Obama has sought to transcend race, to be race-neutral, but the racism from that basement dogs his steps. It was unrealistic to think his presidential campaign would spread enough pixie dust to transport our country into a post-racial universe at warp-speed. Too many people -- of all races -- aren't there yet. Wonderfully, a lot of people are. But while Obama's election ushered in hope that we were moving forward, our conversation isn't over. Every day we get to choose how we play it.
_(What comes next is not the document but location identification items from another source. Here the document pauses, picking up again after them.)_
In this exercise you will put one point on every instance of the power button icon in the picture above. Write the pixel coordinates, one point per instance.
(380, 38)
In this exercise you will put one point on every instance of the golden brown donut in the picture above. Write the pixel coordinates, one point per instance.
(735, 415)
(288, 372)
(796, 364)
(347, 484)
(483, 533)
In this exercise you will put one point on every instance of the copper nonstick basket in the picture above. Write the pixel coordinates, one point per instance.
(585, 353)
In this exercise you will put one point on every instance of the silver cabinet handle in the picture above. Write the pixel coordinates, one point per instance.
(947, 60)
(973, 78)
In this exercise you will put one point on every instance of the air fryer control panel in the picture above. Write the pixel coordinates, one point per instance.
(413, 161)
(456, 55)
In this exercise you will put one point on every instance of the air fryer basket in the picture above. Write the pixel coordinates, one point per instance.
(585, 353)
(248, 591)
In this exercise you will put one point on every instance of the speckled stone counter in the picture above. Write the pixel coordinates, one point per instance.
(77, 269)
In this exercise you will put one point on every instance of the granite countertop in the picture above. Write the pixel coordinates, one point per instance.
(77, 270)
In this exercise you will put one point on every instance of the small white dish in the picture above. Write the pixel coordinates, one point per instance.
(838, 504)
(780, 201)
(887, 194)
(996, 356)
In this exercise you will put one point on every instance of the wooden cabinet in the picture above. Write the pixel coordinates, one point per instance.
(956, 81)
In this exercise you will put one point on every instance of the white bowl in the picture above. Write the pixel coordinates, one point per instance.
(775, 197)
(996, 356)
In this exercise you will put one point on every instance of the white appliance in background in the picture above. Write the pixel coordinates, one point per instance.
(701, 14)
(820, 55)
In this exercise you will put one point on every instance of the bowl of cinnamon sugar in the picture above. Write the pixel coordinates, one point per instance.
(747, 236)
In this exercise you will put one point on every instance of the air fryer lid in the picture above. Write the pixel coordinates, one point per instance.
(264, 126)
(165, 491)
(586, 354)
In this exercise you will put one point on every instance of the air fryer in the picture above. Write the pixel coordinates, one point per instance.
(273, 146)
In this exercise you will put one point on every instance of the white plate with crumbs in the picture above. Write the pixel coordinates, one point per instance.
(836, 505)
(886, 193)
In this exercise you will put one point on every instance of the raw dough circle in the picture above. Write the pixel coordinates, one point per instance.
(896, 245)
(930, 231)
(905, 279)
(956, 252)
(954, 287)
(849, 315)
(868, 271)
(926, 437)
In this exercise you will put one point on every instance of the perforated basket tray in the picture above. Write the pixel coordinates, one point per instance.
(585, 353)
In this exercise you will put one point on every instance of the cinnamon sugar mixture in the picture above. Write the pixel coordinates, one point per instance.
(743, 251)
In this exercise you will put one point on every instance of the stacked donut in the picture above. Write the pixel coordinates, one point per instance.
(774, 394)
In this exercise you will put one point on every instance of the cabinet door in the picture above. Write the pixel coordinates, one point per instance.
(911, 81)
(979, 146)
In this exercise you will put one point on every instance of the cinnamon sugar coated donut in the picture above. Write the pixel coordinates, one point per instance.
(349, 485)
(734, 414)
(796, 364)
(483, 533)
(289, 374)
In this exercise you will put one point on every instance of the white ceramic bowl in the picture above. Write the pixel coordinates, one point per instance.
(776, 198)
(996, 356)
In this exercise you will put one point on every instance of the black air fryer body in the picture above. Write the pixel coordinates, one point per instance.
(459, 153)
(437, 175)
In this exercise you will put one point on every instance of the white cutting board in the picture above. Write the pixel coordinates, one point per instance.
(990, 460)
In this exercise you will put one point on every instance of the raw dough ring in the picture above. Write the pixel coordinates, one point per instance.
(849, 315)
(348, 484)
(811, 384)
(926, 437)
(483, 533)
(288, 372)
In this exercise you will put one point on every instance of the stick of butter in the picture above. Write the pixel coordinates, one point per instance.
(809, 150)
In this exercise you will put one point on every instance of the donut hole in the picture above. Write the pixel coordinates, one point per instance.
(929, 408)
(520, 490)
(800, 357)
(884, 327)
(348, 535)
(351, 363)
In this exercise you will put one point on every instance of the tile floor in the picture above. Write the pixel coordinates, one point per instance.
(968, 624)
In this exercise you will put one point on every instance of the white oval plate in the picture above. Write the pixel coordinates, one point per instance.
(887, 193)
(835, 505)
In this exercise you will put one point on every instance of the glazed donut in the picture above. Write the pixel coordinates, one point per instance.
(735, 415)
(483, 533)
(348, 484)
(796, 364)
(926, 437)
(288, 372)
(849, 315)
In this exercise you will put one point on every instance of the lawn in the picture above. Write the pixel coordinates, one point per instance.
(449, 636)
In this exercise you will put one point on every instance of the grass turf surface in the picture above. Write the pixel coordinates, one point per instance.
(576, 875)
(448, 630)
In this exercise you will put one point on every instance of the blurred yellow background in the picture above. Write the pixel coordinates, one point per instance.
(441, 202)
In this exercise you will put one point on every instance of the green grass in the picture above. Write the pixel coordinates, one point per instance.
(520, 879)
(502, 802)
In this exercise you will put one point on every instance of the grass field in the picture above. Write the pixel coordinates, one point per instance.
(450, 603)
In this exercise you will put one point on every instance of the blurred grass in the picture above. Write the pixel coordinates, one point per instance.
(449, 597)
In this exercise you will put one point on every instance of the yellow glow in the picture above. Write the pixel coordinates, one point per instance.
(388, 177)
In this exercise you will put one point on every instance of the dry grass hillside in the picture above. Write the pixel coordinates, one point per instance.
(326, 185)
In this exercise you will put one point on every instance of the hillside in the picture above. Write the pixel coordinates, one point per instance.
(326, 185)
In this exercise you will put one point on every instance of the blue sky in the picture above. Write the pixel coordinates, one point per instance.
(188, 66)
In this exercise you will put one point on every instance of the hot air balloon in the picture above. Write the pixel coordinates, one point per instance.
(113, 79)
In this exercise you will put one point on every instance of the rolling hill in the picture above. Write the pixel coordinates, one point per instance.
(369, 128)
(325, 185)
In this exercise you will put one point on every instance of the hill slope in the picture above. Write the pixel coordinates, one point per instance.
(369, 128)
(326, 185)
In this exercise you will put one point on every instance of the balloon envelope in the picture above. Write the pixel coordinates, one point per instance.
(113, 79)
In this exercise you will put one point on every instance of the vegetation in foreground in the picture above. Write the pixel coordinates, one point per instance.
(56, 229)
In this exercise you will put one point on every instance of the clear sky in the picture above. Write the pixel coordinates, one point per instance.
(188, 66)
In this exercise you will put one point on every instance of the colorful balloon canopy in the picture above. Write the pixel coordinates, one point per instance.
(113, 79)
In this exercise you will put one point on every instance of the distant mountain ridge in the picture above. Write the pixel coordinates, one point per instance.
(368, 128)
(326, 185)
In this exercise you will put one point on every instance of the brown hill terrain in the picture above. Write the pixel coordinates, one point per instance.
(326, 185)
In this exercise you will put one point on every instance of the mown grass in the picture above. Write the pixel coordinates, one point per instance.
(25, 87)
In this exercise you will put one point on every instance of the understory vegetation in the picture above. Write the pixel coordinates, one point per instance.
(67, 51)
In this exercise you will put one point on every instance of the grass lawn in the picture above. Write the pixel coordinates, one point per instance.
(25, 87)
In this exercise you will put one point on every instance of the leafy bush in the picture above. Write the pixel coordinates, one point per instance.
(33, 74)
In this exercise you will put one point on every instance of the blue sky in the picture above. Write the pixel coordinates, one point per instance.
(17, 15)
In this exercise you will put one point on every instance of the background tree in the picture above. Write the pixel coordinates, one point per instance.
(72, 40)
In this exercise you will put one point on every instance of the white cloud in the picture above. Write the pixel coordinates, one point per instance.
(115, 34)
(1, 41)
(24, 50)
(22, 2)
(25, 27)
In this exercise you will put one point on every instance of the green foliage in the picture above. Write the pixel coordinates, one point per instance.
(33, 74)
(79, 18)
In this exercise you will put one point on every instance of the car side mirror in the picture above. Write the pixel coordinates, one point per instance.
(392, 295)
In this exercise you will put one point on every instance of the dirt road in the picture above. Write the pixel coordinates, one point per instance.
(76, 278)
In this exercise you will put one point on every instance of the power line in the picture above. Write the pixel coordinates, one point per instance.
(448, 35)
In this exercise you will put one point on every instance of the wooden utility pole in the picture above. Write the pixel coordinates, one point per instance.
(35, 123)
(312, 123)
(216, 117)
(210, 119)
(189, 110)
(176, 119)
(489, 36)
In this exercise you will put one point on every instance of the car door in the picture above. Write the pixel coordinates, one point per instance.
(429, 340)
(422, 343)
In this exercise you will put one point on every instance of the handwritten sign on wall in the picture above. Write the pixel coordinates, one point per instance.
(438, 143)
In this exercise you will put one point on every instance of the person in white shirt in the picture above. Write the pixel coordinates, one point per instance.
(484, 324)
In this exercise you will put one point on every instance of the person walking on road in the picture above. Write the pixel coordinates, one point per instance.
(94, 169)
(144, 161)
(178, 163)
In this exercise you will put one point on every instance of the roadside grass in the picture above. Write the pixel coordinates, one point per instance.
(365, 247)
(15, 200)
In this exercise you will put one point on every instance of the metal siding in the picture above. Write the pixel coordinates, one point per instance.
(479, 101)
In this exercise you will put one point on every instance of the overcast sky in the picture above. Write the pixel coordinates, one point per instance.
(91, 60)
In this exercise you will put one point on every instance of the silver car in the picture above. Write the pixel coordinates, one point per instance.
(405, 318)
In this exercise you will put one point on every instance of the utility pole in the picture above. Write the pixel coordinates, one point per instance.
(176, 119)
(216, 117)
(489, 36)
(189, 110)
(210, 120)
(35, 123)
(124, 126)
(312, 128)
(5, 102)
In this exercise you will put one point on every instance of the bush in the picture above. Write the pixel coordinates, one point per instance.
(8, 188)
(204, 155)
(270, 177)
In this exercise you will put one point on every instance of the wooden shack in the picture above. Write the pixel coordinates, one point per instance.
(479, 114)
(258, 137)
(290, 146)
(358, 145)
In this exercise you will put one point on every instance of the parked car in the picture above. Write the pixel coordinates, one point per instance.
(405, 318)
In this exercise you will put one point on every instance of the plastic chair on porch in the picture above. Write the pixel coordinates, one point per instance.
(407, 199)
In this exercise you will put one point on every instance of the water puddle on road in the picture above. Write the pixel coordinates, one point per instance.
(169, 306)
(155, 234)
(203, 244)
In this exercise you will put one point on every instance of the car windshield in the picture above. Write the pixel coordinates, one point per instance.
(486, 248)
Right now, the conversation is mean and dirty. It's not only Reid sounding like a throwback to the white view of the 1940s when dark-skinned Hattie McDaniel was the beloved Mammy and the light-skinned Lena Horne was the beauty. It's Glenn Beck ruminating about what to call black people or Rep. Joe Wilson feeling patriotic calling Obama a liar during a joint session of Congress. It's some African Americans who cheered Obama's presidency, but who doubt he has the black muscle to tend to their issues. It's the affront of Obama being exposed to an appalling security breach and marketing firms feeling comfortable stealing his and First Lady Michelle Obama's images without permission. It's Michael Steele, a black man who challenged Reid about his race-based comments, but who himself was served up as GOP chair to show some love to African Americans, and who recently insulted Native Americans by using a pejorative term. It's the media treating Hawaii, Obama's home, as exotic territory because the president vacations there.

Obama experiences the bulk of our collective racial angst because he is a light-skinned Jackie Robinson. He has to weather the trashy attacks while he breaks barriers for the entire country at home plate. Certainly Obama must be held accountable for his leadership missteps, just as he is celebrated for his hopeful ambitions. Loudly criticize him about his handling of the economy, challenge him about keeping his campaign promise to have a public discussion about health care, but refuse to let those issues swim in the inky waters of race. Those issues are about his leadership, not his ancestry. His failures and successes aren't color-coded.

We would be a lot healthier as a nation if we acknowledge how we dump our lingering racial issues on Obama's shoulders. If we are humble enough to do that, both he and the rest of the country may get a lot further along in our ongoing conversation about race.